Han Yunus (UNA/WAFA) – Hayatın çalındığı tarım arazilerinin üzerine mülteci çadırlarının uzandığı Han Yunus'un eteklerinde, eskimiş plastik bir sandalyede Yakub el-Ağa (85 yaşında) oturuyor. Yıllar yüzüne iki felaketin haritasını kazımıştı. İlk felaketin acısını yaşayanlardan biriydi, bugün ise Gazze Şeridi'nde hafıza ve umuttan geriye kalanları da yiyip bitiren yeni bir felakete tanıklık ediyor.
“Barbara köyünden gelen ilk mülteci grubu geldiğinde ben altı yaşında bir çocuktum. Korkmuş ve yalınayak geldiler, bazıları çocuklarını omuzlarında taşıyordu, diğerleri sadece üzerlerinde elbiseleriyle. Ahmed'in ailesi de dahil olmak üzere yaklaşık otuz aileydiler. Siyonist çetelerin kendilerine karşı işlediği katliamlardan kaçarak geldiler. Evlerini ve çiftliklerini terk edip güneye kaçtılar,” dedi seksen yaşındaki adam, 1948 Nakba'sı hakkında konuşmaya başlarken.
Yakup'un babası onları tanıyordu, onlarla güçlü bir ticari ilişki içindeydi ve eski bir aile dostuydu, bu yüzden Han Yunus'un doğu kesimindeki evinin kapılarını onlara açmaktan çekinmedi. "Evimiz onların barınağı oldu.
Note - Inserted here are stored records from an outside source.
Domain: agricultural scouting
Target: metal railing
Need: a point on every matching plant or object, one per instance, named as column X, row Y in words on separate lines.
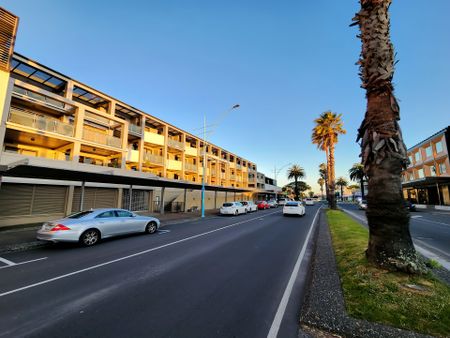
column 190, row 167
column 101, row 138
column 175, row 144
column 156, row 159
column 40, row 122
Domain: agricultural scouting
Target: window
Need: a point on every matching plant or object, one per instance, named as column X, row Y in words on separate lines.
column 417, row 157
column 106, row 214
column 420, row 173
column 123, row 213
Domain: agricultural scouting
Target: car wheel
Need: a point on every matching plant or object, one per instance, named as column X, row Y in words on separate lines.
column 151, row 228
column 90, row 237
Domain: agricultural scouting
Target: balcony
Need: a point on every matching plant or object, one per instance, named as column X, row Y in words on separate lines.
column 190, row 151
column 134, row 129
column 153, row 138
column 190, row 167
column 133, row 156
column 40, row 122
column 154, row 159
column 175, row 144
column 174, row 165
column 101, row 138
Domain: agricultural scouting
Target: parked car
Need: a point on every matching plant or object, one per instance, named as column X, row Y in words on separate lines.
column 282, row 201
column 272, row 204
column 90, row 226
column 294, row 208
column 249, row 206
column 262, row 205
column 363, row 205
column 309, row 201
column 232, row 208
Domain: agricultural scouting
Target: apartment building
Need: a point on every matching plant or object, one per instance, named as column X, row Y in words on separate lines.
column 54, row 128
column 427, row 179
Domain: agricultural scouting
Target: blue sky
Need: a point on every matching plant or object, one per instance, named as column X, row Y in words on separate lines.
column 284, row 62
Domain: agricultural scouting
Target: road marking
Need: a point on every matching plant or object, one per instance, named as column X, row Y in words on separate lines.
column 273, row 332
column 21, row 263
column 7, row 262
column 125, row 257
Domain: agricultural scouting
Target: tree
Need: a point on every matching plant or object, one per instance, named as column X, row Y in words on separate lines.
column 324, row 175
column 321, row 182
column 383, row 151
column 357, row 174
column 325, row 134
column 296, row 172
column 342, row 182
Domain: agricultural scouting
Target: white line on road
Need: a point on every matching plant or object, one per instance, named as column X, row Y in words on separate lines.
column 273, row 332
column 21, row 263
column 7, row 262
column 126, row 257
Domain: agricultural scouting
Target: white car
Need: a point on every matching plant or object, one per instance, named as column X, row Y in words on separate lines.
column 293, row 208
column 232, row 208
column 309, row 201
column 249, row 206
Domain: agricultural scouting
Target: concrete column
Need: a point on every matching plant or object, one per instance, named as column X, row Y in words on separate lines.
column 184, row 200
column 142, row 144
column 82, row 195
column 6, row 87
column 161, row 207
column 69, row 199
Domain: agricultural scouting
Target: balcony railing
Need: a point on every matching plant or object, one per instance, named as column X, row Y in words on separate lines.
column 101, row 138
column 156, row 159
column 36, row 121
column 190, row 167
column 134, row 129
column 175, row 144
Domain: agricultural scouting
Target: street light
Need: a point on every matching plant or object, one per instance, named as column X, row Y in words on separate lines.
column 276, row 172
column 204, row 151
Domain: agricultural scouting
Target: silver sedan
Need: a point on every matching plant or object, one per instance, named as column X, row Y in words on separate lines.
column 88, row 227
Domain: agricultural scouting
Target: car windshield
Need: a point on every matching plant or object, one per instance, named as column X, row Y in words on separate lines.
column 80, row 214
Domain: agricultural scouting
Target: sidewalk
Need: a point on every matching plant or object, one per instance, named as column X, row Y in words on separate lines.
column 19, row 238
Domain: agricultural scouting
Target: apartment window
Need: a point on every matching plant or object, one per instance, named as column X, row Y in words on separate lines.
column 420, row 173
column 417, row 157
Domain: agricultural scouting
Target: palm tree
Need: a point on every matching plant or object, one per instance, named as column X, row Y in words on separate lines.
column 325, row 134
column 357, row 174
column 296, row 172
column 321, row 182
column 342, row 182
column 383, row 151
column 324, row 175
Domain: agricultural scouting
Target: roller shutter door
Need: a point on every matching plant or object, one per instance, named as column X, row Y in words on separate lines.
column 94, row 198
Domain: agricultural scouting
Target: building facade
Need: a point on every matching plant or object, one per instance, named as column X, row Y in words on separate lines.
column 426, row 181
column 50, row 120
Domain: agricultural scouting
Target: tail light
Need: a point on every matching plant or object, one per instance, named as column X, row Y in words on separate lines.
column 59, row 227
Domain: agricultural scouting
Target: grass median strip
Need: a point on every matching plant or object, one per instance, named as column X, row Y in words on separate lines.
column 415, row 303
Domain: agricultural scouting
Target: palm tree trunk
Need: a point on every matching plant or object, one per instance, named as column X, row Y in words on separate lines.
column 383, row 151
column 332, row 178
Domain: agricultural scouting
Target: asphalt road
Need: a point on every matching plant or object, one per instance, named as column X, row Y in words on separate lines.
column 430, row 230
column 219, row 277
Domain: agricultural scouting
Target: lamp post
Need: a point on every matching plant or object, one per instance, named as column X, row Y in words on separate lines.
column 276, row 172
column 205, row 157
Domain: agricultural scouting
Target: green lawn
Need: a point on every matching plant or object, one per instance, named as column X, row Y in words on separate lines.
column 381, row 296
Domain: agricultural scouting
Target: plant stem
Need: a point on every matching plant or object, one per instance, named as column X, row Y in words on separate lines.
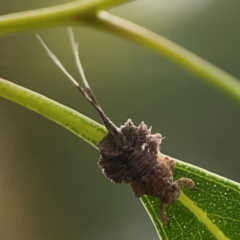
column 72, row 13
column 84, row 127
column 210, row 74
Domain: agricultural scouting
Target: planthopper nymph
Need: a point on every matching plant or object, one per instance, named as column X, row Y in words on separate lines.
column 131, row 154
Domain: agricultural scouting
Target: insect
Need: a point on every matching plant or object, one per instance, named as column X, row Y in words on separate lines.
column 130, row 154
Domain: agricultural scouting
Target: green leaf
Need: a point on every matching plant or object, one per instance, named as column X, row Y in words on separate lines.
column 212, row 212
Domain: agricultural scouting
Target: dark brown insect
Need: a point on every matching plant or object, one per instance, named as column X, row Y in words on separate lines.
column 131, row 154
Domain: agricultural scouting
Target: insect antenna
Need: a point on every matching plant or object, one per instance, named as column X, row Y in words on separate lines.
column 86, row 91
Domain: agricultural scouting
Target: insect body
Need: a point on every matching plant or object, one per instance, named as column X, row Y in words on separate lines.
column 131, row 154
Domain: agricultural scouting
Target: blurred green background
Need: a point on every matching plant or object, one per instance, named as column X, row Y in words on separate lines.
column 50, row 184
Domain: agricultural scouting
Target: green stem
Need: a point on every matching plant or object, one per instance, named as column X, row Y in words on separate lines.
column 209, row 73
column 61, row 15
column 86, row 128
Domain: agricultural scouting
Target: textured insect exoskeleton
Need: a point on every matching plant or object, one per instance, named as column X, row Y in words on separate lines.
column 131, row 154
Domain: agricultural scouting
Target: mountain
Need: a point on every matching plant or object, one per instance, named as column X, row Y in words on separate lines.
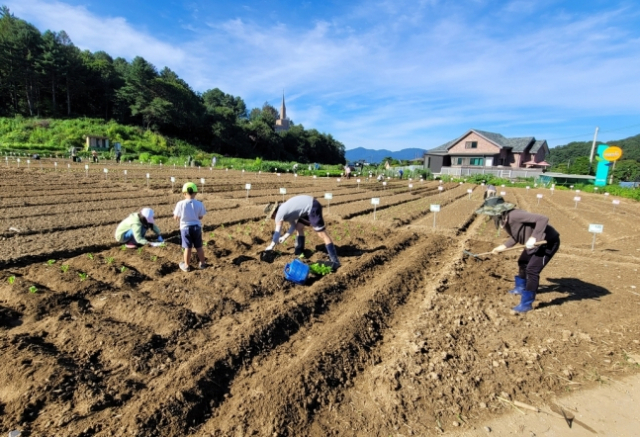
column 377, row 156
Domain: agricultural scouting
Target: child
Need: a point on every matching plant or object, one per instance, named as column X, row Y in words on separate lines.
column 190, row 211
column 131, row 231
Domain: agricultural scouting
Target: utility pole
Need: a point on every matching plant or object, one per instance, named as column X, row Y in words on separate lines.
column 593, row 148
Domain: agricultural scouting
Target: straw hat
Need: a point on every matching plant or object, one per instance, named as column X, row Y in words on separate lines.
column 495, row 206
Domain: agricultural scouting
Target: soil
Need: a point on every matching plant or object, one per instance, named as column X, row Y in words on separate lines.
column 410, row 336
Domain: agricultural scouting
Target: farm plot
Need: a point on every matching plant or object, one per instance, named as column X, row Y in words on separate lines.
column 408, row 337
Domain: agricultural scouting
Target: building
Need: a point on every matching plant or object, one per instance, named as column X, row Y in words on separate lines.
column 283, row 123
column 478, row 148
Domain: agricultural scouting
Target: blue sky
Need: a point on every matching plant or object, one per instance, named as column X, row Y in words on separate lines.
column 388, row 74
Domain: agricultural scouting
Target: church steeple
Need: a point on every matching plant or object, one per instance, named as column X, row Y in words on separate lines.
column 283, row 109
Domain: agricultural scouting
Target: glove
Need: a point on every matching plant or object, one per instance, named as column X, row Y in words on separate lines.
column 499, row 249
column 284, row 238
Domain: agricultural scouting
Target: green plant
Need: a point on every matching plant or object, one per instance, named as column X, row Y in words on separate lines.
column 320, row 269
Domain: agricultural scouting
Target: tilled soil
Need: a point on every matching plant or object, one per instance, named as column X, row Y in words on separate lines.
column 409, row 337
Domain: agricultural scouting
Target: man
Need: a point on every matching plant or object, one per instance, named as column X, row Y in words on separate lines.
column 528, row 229
column 300, row 211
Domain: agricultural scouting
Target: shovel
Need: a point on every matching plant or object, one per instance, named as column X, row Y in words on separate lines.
column 520, row 246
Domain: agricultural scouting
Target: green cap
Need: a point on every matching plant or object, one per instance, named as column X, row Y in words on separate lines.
column 185, row 187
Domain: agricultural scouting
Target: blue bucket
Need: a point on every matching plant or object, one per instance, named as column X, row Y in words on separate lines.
column 297, row 271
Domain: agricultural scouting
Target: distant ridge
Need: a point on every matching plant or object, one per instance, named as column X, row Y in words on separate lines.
column 376, row 156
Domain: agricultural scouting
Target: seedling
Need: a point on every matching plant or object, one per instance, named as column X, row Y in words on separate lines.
column 320, row 269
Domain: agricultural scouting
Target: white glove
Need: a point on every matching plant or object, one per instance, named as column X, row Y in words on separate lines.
column 499, row 249
column 284, row 238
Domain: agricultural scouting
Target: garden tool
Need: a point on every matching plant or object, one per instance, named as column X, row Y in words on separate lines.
column 519, row 246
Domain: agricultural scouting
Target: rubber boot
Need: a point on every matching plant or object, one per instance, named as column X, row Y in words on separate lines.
column 526, row 302
column 333, row 256
column 520, row 284
column 299, row 249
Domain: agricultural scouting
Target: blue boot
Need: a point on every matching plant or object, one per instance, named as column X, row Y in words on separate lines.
column 520, row 284
column 526, row 301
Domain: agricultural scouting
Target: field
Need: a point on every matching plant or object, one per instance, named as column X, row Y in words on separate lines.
column 409, row 337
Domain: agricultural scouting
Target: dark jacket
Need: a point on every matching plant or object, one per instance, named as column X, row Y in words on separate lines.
column 521, row 225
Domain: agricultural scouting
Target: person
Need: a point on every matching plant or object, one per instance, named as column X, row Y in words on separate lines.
column 131, row 231
column 490, row 191
column 300, row 211
column 190, row 212
column 529, row 229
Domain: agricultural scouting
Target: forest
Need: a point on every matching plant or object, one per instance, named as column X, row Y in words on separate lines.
column 44, row 75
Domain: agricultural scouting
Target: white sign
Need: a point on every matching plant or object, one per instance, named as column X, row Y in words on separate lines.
column 596, row 229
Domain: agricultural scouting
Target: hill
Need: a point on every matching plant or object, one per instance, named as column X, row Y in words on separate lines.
column 377, row 156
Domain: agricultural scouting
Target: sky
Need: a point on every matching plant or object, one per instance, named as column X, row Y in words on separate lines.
column 389, row 74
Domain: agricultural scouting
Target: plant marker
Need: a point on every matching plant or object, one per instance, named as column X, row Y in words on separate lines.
column 375, row 201
column 595, row 229
column 328, row 196
column 435, row 209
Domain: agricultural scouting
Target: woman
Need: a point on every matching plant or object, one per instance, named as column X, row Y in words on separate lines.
column 529, row 229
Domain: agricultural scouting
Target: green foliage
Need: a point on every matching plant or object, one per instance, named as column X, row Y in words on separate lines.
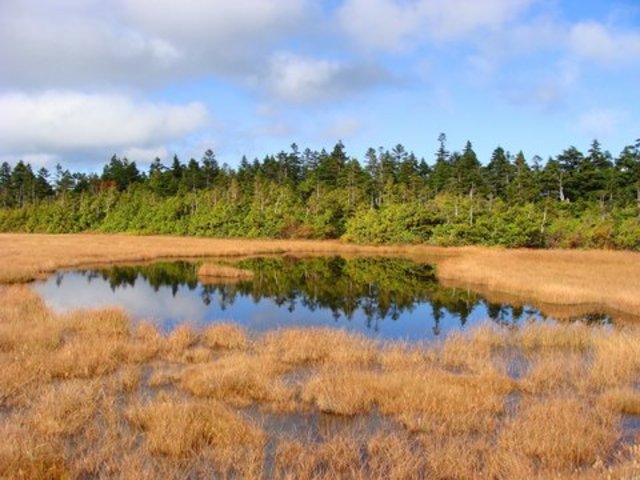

Onlara ekmeğimizi verdik ve onlarla su paylaştık. Annem onlar için yemek pişirdi ve büyükannem çocuklarının kıyafetlerini dikti," dedi Agha.
Adam, artık yalnızca hafızasında kalan ayrıntıları hatırlıyor: "Jaffa'nın Jabaliya bölgesinde bir evimiz vardı. Küçük bir evdi ama babamın ticaret yaptığı dönemde uğrak yeriydi. Jaffa o zamanlar Filistin'in atan kalbiydi, büyük bir tarım ve ticaret şehriydi ama her şey kaybedildi."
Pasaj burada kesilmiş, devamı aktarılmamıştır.